There are fossil records for other birds in the Aramidae family that lived in the Americas during the Miocene, 23 to 5.3 million years ago. And there are some fossils not yet classified that could belong to this family that date to the Oligocene, around 33 million years ago.
4: There have been a lot more limpkins in Florida lately.
Every year, birders team up for the Audubon Christmas Bird Count to see how many of each species they can count in regions across North America. It is one of the largest and oldest active citizen science projects.
Some regions in Florida have noticed a dramatic increase in limpkins over the last few years. In Alachua County on Paynes Prairie, limpkin counts have gone from single digits to double digits to hundreds in only a few years.
Researchers are starting to investigate why the bird population has increased, and are also watching what happens to their ecosystem with this sudden shift in biodiversity.

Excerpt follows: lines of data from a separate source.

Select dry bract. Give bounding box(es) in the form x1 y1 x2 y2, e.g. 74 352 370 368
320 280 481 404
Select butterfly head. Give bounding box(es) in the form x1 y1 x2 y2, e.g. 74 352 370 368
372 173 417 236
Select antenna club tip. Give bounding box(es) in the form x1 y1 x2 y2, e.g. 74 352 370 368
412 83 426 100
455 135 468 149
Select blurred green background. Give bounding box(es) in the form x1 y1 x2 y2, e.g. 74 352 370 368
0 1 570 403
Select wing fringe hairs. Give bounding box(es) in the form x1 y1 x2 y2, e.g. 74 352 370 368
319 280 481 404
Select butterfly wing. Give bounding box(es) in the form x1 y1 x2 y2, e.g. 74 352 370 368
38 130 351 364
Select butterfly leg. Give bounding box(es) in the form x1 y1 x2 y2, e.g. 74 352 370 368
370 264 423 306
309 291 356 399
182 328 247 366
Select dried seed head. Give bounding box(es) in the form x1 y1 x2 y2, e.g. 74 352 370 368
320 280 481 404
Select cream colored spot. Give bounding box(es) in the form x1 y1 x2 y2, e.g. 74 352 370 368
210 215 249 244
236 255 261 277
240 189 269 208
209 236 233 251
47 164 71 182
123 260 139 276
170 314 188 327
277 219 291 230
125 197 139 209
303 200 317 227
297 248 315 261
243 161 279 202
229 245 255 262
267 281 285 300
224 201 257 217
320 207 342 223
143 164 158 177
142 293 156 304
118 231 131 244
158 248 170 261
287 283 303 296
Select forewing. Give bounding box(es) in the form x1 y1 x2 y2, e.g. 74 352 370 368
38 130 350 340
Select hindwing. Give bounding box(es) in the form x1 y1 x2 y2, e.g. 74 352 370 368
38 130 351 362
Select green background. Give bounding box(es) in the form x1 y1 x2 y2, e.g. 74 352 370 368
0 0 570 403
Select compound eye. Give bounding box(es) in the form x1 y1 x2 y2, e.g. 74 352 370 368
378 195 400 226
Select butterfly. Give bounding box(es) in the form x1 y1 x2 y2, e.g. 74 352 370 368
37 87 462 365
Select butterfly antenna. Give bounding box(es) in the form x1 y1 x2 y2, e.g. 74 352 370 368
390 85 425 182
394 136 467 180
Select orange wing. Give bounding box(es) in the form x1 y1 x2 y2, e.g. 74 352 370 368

Even specialists, like the limpkins, have capabilities to thrive if conditions are right. What’s so weird is that the usual response of native species to an invasion of an exotic species is a population crash.— Andrew Kratter, Florida Museum Ornithology Collection Manager
5: Limpkins eat snails.
They mostly eat apple snails, but sometimes eat other aquatic mollusks. They’ve also been known to eat insects, frogs, lizards or worms if that’s all they can find.
Their apple-snail diet is a major factor that determines where limpkins live, which could explain the recent increase of populations in some areas of Florida. There’s a new invasive snail moving into Florida, Pomacea maculata, the island apple snail. They are abundant and a popular meal for limpkins. More food means more birds.
Bonus: Another bird benefiting from the abundant invasive island apple snail is the snail kite, Rostrhamus sociabilis. Snail kites are locally endangered in Florida but higher numbers have been seen recently. They prefer the same type of environment and diet as limpkins, and are also eating the invasive island apple snails.